3 October - the same sweetener

October 3 whore ... I had some 29 zlotys again, but I spent almost everything. first, chocolate rolls with cheese are paid from the ATM 20 PLN where then bread, chalka, cheese, milk and everything that was unfortunately possible ... chocolate, mars, lion ... I fucking ... I met with Zofia from the provident. Coming back from shopping ... oh shit ... I said I'll be there right now. her sharp voice ... I fucking admire her under that. I unscrewed it the following way, instead of calling, I wrote. "Hello. I'm sorry, but now I will not let you pay the debt by radio. Could I, dearly, pay an exception once again next week? Please, go to the subdivision. I wrote back to her: "okay, sorry for the delay and thank you for your patience.
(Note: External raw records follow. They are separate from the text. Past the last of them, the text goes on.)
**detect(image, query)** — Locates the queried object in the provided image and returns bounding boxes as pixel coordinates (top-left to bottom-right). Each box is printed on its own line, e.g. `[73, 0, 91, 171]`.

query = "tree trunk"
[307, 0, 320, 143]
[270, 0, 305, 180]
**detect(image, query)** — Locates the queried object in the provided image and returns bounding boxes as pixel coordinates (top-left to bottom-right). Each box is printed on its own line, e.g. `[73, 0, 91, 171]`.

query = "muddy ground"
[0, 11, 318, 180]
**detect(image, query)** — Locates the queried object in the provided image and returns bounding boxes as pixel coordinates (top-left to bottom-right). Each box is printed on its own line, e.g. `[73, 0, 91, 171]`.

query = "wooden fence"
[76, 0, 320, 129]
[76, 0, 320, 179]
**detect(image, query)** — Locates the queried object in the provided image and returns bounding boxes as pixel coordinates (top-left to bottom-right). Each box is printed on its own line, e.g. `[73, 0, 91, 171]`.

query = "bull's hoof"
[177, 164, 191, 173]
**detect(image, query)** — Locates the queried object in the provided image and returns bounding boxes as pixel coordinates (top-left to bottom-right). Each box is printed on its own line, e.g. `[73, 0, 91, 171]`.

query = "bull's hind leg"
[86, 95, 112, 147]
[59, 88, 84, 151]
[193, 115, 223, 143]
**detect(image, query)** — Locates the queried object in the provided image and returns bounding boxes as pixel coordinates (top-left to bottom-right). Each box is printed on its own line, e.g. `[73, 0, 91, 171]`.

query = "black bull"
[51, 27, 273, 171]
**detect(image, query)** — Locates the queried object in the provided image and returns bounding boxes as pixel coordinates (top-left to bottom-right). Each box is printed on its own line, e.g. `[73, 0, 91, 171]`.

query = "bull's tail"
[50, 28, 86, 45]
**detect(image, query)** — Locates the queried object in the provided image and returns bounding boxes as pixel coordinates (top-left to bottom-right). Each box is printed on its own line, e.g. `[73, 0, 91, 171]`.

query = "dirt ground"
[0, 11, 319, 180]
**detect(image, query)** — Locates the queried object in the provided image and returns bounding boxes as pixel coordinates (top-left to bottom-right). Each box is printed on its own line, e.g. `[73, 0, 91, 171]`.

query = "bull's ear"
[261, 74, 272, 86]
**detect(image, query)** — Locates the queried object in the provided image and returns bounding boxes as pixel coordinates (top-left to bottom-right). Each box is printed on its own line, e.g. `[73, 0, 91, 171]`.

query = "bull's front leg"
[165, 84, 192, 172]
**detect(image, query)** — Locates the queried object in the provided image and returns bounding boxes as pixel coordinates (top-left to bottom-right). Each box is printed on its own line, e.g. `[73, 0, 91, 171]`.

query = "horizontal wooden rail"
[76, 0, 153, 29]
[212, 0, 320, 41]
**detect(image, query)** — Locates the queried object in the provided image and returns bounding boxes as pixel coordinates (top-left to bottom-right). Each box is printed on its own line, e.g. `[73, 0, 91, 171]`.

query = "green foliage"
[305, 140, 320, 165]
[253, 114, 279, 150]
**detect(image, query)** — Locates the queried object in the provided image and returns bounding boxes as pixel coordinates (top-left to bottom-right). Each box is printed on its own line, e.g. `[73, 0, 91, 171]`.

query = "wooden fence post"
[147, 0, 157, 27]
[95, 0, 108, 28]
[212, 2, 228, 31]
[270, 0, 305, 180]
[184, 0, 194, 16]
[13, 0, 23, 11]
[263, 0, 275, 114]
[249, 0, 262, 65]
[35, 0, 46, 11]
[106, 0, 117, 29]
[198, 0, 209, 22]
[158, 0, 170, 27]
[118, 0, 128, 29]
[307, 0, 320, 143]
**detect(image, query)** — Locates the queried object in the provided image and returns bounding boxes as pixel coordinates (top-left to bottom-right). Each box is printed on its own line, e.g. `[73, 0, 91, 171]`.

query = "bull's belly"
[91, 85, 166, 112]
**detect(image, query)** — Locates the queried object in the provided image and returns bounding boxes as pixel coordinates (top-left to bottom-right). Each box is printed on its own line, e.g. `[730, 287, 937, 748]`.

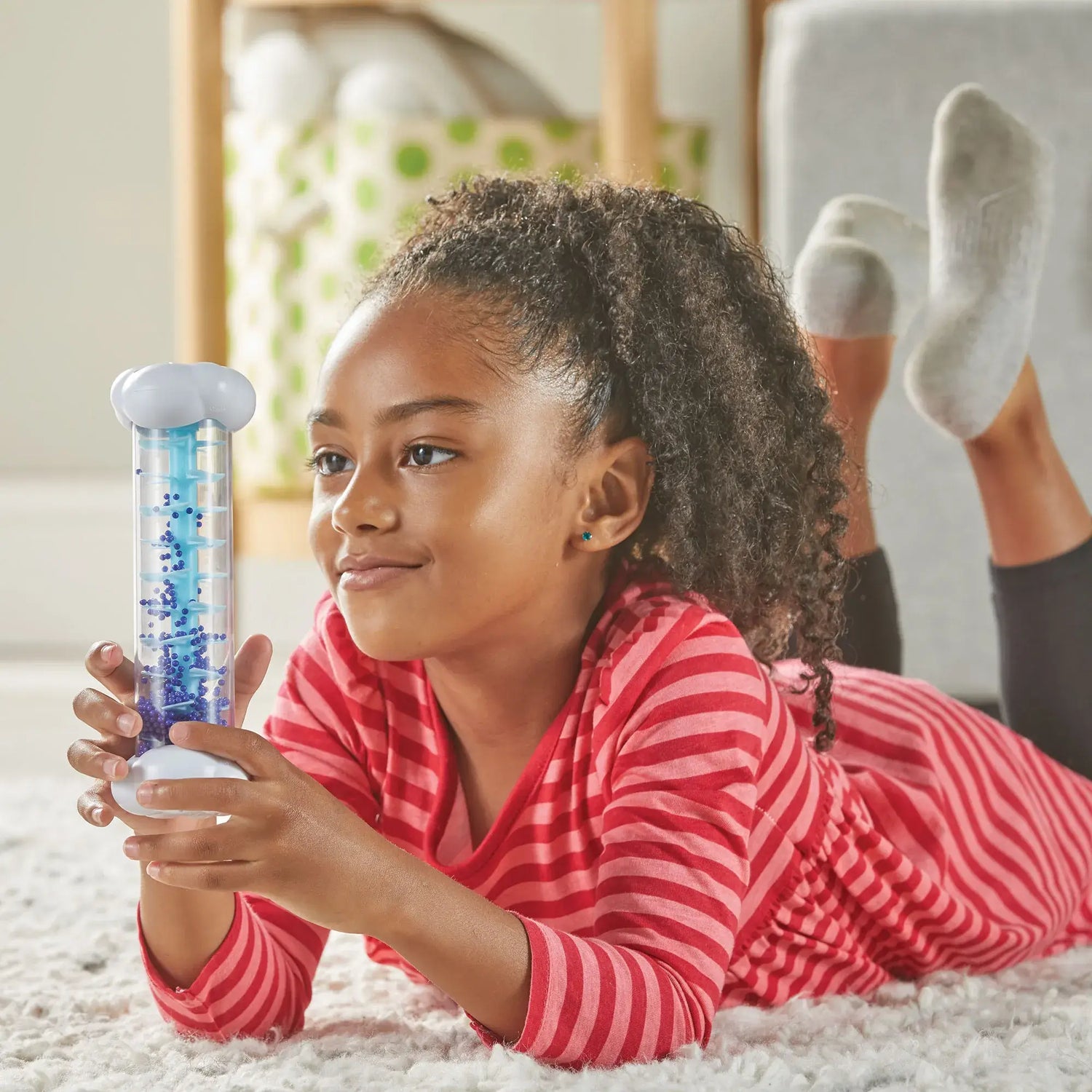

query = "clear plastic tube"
[132, 419, 235, 757]
[111, 362, 256, 818]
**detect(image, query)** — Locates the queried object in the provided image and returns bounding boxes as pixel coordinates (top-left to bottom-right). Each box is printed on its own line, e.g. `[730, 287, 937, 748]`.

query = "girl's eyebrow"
[307, 395, 491, 430]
Regards." So I have some time to take any advance from the offer, take a debt from the chimp, a fountain or anything else to give her 80 zlotys next week ... so I finally used a marketing trick myself next week. she said well and made me happy until Monday. well ... what can I say ... she did a pretty good job !!! I have to find some hard physical work for the day and something for the night here in Rabka. what about Wroclaw? in addition as usual, this great mishmash Yesterday I was at my father's. what am I doing to what have I got used to ... fucking ... I think I have an impression that after the last text message he changed the lock at home !!! October 7 thoughts. if 7 years ago I got relanium and then hydroxyzyne would work perfectly! mind first then body and it would be really great !!! today I met a captain in the forest where he trains ... why don't you recognize your father ?: - diploma answer in the middle I could answer ... I do not recognize and you know perfectly well that I do not want to know you! - as usual, however, I suffocated emotions that for a long time destroyed me from the inside, unfortunately ... - I don't recognize you and I don't want to know you !!! By the way, I discovered that the Tesco sweetener alone works better than any sweet. a gray addition to the tram. maybe even better than paracetamol and methypred, but of course I'm not sure of that!